I've already had many people ask me if I know the sex. Which is interesting, because the cell-free fetal DNA test we took is still only about 4 years old, and that's the only way (I think) someone could know the sex before an amnio or an anatomy scan, which would both be much later in trimester #2 than I am. We opted not to find out the sex. For now. I'm not dogmatic about much of anything, so we'll just play it by ear as we go. Next scan is the first week of November, when we'll have an opportunity to know then, if we want to. Here are reasons I've heard for learning the sex:
- It helps people imagine/bond with their child.
- They'd be just as surprised finding out before the birth than at the birth.
- It helps them prepare the nursery, clothing, etc.
- Other really specific reasons.
I do have one reason I'd like to know, though. This great local sewing shop is having a class on girl dress patterns. And while I might buy my son an Elsa dress to play dress up in if he loves "Frozen," as some moms I know have done, I probably won't put him in a dress on a regular basis. Still, how likely am I really to make time for sewing? So not a great reason.

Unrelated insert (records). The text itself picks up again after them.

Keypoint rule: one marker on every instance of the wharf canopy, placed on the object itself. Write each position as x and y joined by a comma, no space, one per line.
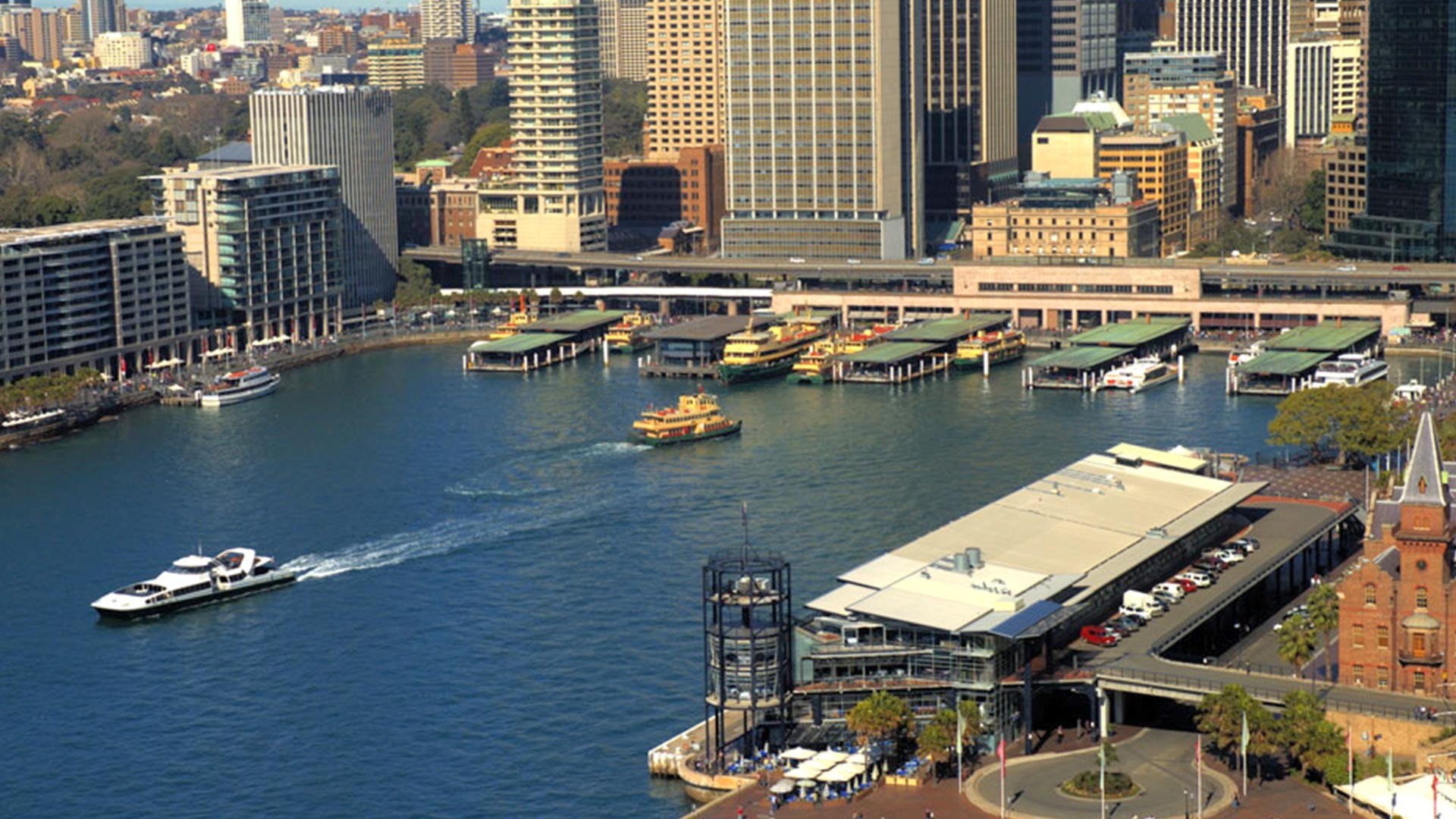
956,613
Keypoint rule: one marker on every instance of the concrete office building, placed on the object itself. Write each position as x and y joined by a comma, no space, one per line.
555,200
447,19
86,293
350,127
1251,34
123,50
1166,82
685,74
249,22
623,38
820,158
1323,80
264,242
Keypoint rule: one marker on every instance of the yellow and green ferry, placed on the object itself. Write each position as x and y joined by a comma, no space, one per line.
696,417
1001,346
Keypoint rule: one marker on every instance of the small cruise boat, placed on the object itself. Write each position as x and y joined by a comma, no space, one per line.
243,385
1139,375
629,334
1410,392
1001,346
196,580
696,417
19,420
1242,354
1350,369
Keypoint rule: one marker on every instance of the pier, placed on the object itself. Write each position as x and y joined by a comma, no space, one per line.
1091,354
1289,360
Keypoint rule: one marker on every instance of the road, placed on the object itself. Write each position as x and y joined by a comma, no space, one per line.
1159,761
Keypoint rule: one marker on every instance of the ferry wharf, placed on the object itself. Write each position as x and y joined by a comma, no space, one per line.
542,343
1087,356
1291,359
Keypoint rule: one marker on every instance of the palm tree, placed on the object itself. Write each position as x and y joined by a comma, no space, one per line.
1296,643
1324,615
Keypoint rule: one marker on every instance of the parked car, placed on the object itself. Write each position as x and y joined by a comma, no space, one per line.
1100,635
1199,579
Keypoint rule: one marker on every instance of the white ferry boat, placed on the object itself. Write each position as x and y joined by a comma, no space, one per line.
243,385
1350,369
196,580
18,420
1139,375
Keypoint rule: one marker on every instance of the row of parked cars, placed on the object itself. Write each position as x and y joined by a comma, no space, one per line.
1142,607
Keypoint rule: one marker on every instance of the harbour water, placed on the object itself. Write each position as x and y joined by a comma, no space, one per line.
501,615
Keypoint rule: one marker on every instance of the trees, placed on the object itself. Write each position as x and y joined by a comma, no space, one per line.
878,717
1324,617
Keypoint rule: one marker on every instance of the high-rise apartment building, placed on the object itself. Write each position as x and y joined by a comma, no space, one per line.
85,293
970,102
820,158
264,242
623,38
1168,82
1411,124
248,22
1251,34
1323,80
685,74
351,127
447,19
555,200
397,63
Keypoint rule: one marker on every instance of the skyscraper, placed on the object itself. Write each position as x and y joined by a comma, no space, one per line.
1251,34
685,74
350,127
1411,126
248,22
820,158
447,19
557,200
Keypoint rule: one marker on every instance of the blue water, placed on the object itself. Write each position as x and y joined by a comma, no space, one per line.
503,611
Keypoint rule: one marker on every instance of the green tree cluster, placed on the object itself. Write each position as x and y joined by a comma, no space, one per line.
1346,420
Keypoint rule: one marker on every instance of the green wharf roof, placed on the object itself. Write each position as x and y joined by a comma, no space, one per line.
948,330
519,343
1079,357
1324,337
1130,333
1283,363
890,353
579,321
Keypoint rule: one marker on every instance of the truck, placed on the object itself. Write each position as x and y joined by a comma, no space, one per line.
1144,602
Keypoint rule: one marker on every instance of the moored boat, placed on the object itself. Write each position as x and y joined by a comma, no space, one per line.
194,580
243,385
628,334
999,346
696,417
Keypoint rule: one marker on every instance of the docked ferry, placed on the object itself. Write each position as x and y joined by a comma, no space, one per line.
696,417
1351,369
1001,346
243,385
628,334
1139,375
196,580
766,353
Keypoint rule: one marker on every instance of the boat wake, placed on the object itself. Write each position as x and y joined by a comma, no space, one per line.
392,550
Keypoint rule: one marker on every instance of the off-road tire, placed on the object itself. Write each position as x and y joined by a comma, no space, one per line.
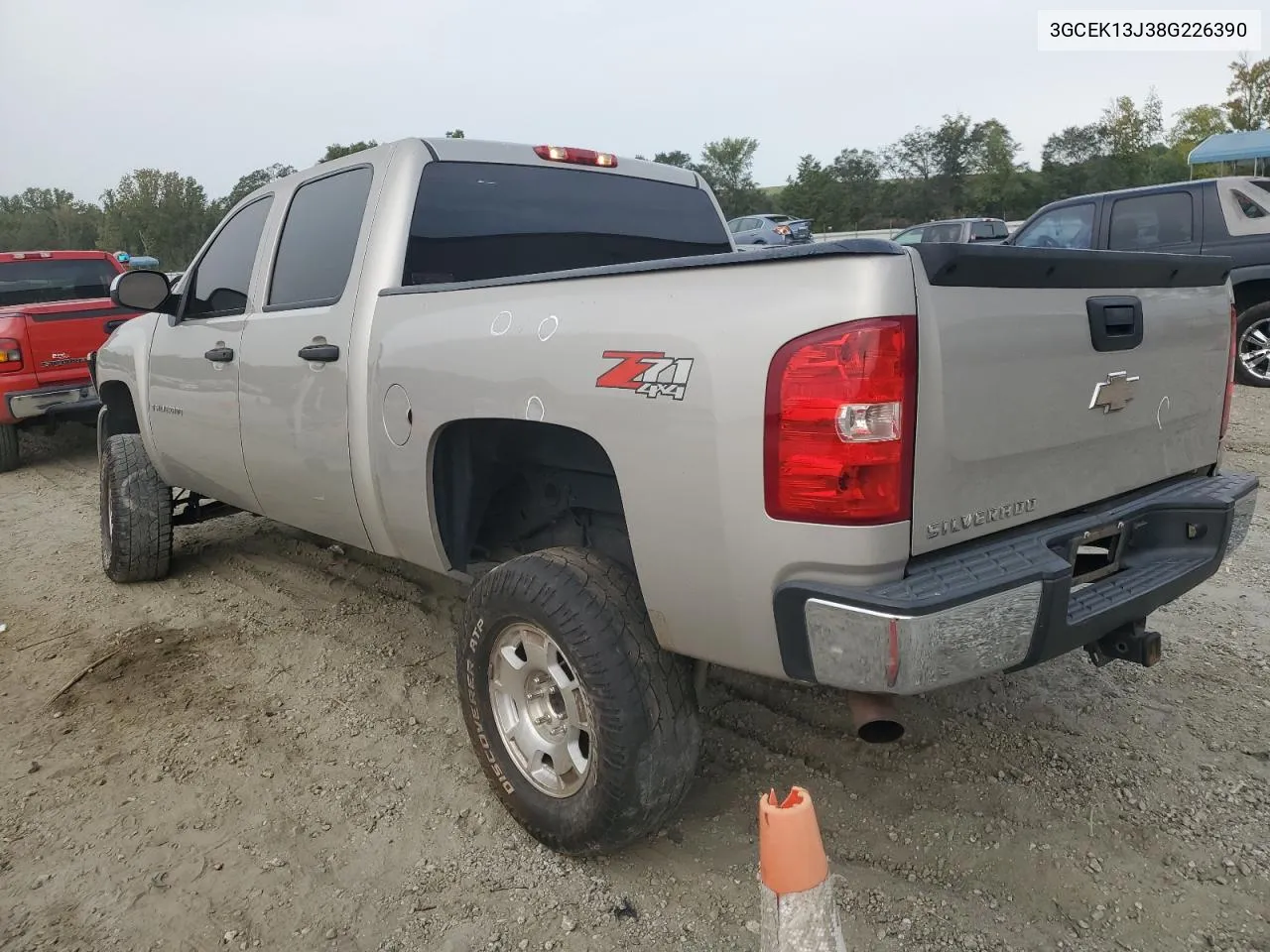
136,513
644,714
9,454
1257,312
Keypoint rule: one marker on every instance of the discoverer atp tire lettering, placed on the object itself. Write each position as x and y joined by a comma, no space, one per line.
136,513
643,719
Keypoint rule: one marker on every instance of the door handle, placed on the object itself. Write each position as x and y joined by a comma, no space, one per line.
320,353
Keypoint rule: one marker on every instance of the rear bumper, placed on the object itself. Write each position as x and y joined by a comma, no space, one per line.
60,399
1008,602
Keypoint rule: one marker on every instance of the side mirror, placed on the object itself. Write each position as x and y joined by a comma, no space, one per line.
143,291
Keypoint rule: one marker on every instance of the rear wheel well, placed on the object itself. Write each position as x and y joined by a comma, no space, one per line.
1251,294
121,412
506,488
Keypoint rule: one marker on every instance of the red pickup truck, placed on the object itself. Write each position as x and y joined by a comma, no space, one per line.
55,308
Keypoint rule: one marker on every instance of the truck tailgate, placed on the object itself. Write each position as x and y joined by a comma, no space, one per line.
63,334
1042,391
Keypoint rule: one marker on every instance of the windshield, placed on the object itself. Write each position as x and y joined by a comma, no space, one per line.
44,281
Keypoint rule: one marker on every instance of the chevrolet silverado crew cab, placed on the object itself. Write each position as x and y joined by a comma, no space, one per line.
55,308
547,371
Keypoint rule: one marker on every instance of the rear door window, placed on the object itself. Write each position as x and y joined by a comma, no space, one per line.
222,277
1069,226
1146,222
480,221
318,240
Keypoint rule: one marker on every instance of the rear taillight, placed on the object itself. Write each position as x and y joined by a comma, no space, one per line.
839,421
576,157
1229,373
10,356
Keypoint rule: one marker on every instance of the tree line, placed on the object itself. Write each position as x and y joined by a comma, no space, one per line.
961,167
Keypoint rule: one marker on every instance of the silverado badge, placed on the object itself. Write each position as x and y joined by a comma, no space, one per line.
1114,393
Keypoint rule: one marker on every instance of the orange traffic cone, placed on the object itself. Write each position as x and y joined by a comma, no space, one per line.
798,910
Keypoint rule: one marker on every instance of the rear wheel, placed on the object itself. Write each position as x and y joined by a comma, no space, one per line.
1252,356
9,456
585,728
136,513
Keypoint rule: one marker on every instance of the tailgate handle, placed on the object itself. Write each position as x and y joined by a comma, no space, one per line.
1115,322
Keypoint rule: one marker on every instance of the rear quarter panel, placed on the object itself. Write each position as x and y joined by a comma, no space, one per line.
690,470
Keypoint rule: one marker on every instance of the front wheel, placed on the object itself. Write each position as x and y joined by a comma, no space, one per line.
585,728
1252,347
9,456
136,513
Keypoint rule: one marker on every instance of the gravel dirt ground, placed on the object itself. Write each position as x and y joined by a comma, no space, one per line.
270,756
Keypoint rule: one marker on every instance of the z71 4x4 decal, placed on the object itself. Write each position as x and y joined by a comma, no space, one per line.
648,372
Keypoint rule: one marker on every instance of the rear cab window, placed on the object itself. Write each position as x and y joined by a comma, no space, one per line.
945,234
42,281
1250,208
1147,222
1069,226
480,221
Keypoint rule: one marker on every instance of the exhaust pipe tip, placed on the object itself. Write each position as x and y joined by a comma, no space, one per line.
880,731
875,717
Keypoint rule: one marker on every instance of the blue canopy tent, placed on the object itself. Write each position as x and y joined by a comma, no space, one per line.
1233,148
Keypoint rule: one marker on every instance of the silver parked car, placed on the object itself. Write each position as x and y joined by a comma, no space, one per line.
770,230
955,230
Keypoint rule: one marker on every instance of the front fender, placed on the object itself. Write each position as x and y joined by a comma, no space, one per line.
125,359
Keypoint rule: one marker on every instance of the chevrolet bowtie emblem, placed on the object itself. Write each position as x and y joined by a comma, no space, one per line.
1114,393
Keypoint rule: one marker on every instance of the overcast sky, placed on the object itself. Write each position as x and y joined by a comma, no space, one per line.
214,89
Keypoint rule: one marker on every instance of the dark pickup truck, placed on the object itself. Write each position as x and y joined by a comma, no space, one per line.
55,308
1227,216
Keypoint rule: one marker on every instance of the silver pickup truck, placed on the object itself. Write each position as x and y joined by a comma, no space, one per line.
548,372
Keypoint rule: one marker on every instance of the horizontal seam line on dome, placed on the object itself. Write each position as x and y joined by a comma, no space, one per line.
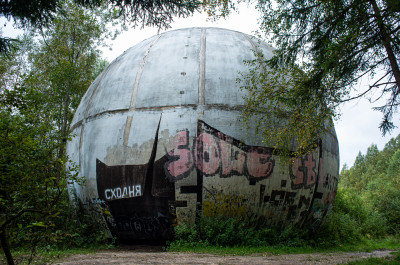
207,107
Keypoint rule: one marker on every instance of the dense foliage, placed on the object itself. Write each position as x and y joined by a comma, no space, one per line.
323,50
146,13
43,79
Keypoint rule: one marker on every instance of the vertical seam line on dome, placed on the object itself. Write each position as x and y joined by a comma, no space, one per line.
202,70
80,146
256,50
95,89
127,129
139,74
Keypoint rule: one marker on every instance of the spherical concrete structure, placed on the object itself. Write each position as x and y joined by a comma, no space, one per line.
158,139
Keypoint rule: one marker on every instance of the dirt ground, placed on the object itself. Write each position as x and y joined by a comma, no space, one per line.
155,255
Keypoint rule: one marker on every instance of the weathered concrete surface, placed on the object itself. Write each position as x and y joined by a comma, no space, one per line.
158,139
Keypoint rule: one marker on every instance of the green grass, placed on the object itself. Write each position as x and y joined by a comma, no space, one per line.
47,255
366,245
395,260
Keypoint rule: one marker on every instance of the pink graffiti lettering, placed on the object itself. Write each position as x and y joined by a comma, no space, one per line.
310,165
216,154
231,160
259,164
181,161
207,155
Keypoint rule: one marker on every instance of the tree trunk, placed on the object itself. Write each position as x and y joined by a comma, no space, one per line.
6,246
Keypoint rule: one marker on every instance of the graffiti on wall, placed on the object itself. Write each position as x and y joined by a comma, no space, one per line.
214,153
158,226
119,182
303,172
219,203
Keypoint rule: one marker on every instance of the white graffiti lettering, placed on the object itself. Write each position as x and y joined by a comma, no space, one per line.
119,193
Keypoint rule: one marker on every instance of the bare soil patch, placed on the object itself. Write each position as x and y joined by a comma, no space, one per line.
156,255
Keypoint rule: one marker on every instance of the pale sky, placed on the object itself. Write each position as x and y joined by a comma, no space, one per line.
357,128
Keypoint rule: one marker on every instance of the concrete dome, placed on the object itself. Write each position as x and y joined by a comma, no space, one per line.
158,139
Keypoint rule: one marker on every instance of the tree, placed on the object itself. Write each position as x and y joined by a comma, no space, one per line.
323,49
158,13
36,108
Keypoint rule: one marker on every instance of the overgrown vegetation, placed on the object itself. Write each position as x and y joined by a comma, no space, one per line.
366,211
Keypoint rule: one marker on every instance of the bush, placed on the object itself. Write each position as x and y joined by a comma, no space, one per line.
234,232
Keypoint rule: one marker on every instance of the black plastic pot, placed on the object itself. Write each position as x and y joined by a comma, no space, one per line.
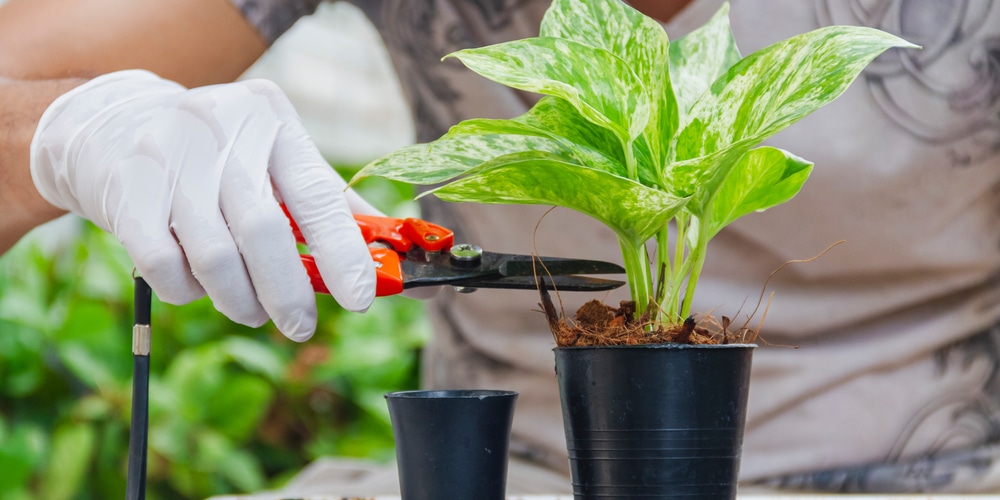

I do, however, have reasons to *not* know, and I don't encounter people articulating these. Like I said, I don't need a "surprise" as a "help" to push at the end. However, I do anticipate having a lot of huge feelings about having a boy or a girl that go right to the core about my own assumptions about gender that after 35 years, no amount of feminism is going to just wipe away. Especially after my experience of my family of origin. Having a boy can be frightening because I relate so much more easily to women--will I relate to my son? And having a girl can be frightening because I might relate too much to her--will I see her as reliving my childhood? And I just think I might be sad one way or the other, since this may be the only child I ever have. Sad that I might never have a boy, or a girl--that I might never get to use my "girl" or "boy" name we have picked out. And I just don't think that thought will cross my mind when (hopefully) my vagina has just been stretched to unimaginable limits and I am holding my child in my arms for the very first time. And there are reasons for that, because when I find out the sex of my child, I'll be only really encountering *my ideas* about what gender means, my imagined implications of that chromosomal factoid, not anything truly revelatory about the *person* my child is. Maybe s/he'll be trans. Maybe s/he'll be small, or big, or quiet, or loud. Right now, all of his or her characteristics are equally important; her or his sex is no more important than the others. All I want to know is how healthy he or she is.
Secondly, I kind of want to challenge myself to think outside the box to attach to my child. To practice loving him or her for who she or he is, for however he or she will reveal him or herself to me, rather than what I want her or him to be. This is kind of abstract, and I would never expect someone else to feel the same way. I just kind of like it. It's like an imagination challenge. Connect with someone without knowing they are a boy or a girl. No, LOVE them. Challenge all the assumptions you have about what a boy will be and what a girl will be. No matter how hard I try, I will still gender the hell out of my child. That's what culture does to us--"it doesn't just make us all alike, it makes us alike in fine detail." I like the idea of lengthening this time for as long as feels comfortable to me and MFP, almost a sacred time, where gender doesn't matter. That's another reason I don't want gendered baby clothes. I like how little babies and children all look pretty much the same. The Puritans didn't even really say "he" or "she"--they used the pronoun "it"--until about age 7 or so, because children didn't really have a gender to them, even if they had gendered names. It seems like a special time, of multicolored onesies and sweaters and overalls and sleeper sacks, when boy/girl does't matter. Such innocence. I want to be ready for that, maybe instead of sewing dresses. I could sew clothes that either a boy or a girl could wear.
And who knows, if I am lucky enough to have a living child #2, I could then reuse all this stuff regardless of their sex! Basically, finding out a child's sex is a really, really personal decision. Some people really want to know. Maybe I will tomorrow! Some people really don't, like I feel today. I respect everyone's decision on this. I wonder if this for me also has to do with the fact that I always put off opening presents as long as possible. It might be a way to avoid intense emotion--even good emotion. That's not so great. But it's what my instinct is. I get that to some people that is weird, just like to me, gender-reveal cakes with screen-printed sonograms on them are *weird*!